Didn't Chairman Mao advocate doing that same thing? But I don't remember it having much to do with the church...

RBH
August 7, 2005, 02:33 PM
lpetrich wroteAlso, I don't see how ID necessarily supports his theology instead of some other theology. I doubt that he has much taste for Raelianism, for instance.For my sins, I recently listened to all of Dembski's speeches (http://www.sbts.edu/resources/audio/Norton.php) given at Southern Baptist Seminary (his new employer) in 2003. Several times he asserted that ID does not specifically implicate the Christian God, and that when ID is firmly established in the scientific domain (!?!), Christians would have to do some theological work to prevent it from being hijacked by non-Christian sects. Among the other sects he mentioned was "new agers". He didn't mention Raelians. Pity.

RBH

Y.B
August 7, 2005, 02:40 PM
Something I find interesting about the Discovery Institute and Phillip Johnson:

http://www.geocities.com/CapeCanaveral/Hangar/2437/whoare.htm

Some idea of the Dicovery Institute's real aims can be revealed by looking at its funding sources. Nearly all of the Discovery Institute's money comes in the form of grants from wealthy "conservative" fundamentalist Christians. They got around $350,000 from the Maclellan Foundation, a fundie lobbying group in Tennessee. Their single biggest source of money, though, is Howard Ahmanson, a California savings-and-loan bigwig. Ahmanson's gift of $1.5 million was the original seed money to organize the Center for Science and Culture, the arm of the Discovery Institute which focuses on promoting "intelligent design theory". By his own reckoning, Ahmanson gives more of his money to the DI than to any other poilitically active group -- only a museum trust in his wife's hometown in Iowa and a Bible college in New Jersey get more. In 2004, he reportedly gave the Center another $2.8 million. Howard Ahamnson, Jr sits on the Board Directors of Discovery Institute.

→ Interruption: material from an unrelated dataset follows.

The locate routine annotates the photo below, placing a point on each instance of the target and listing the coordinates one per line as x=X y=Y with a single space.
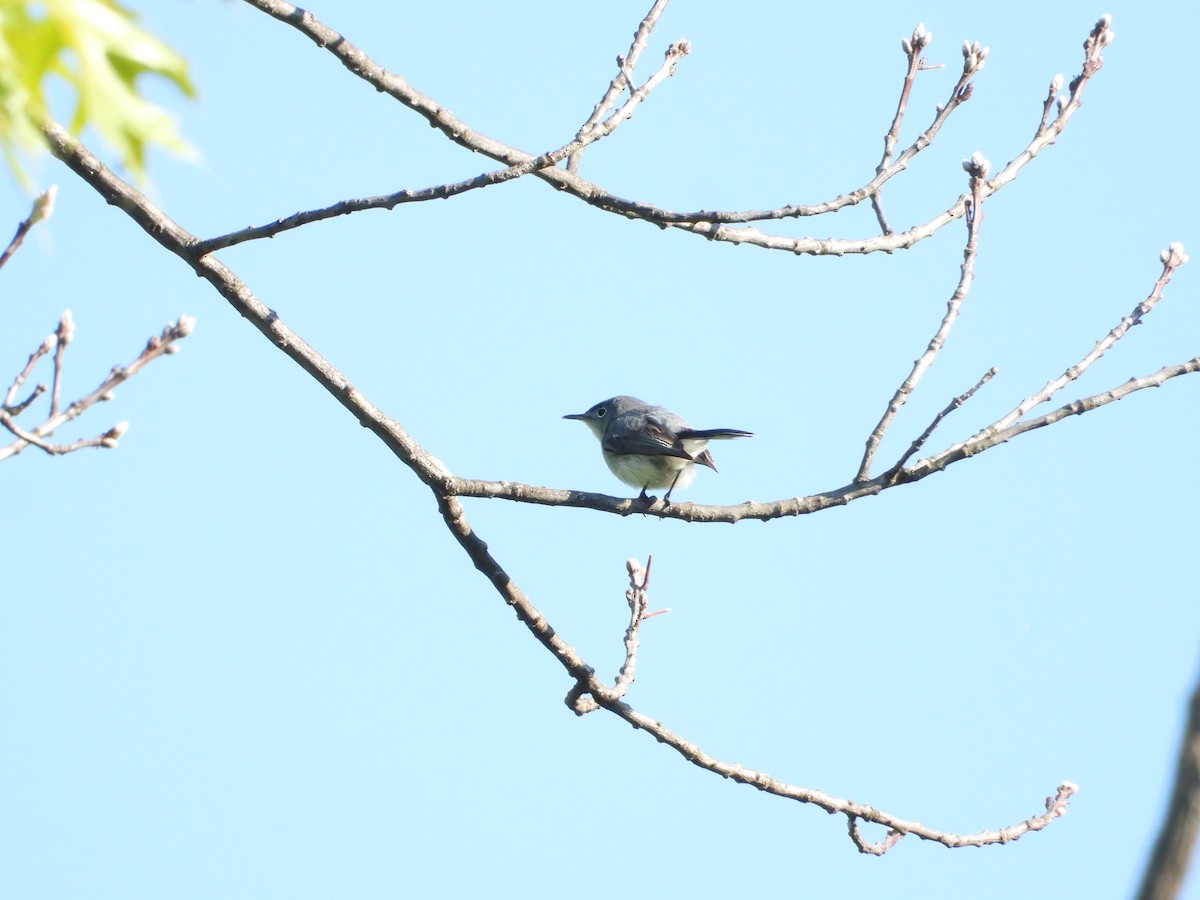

Ahmanson is a Christian Reconstructionist -- a fringe group of fundies who argue that the US Constitution should be abandoned and the US should be "reconstructed" under "Biblical law". They are the Christian equivilent of the Muslim fundamentalists who want to form "Islamic states" under "Islamic law". Ahmanson is long associated with JR Rushdooney, one of the original founders of the Reconstructionist movement --- and one of the original financial backers of Henry Morris and the ICR (Rushdooney paid most of the publishing costs for Morris's first book, "The Genesis Flood". Similarly, the Discovery Institute's Phillip Johnson dedicated his book "Defeating Darwinism" to "Howard and Roberta" -- Ahmanson and his wife.)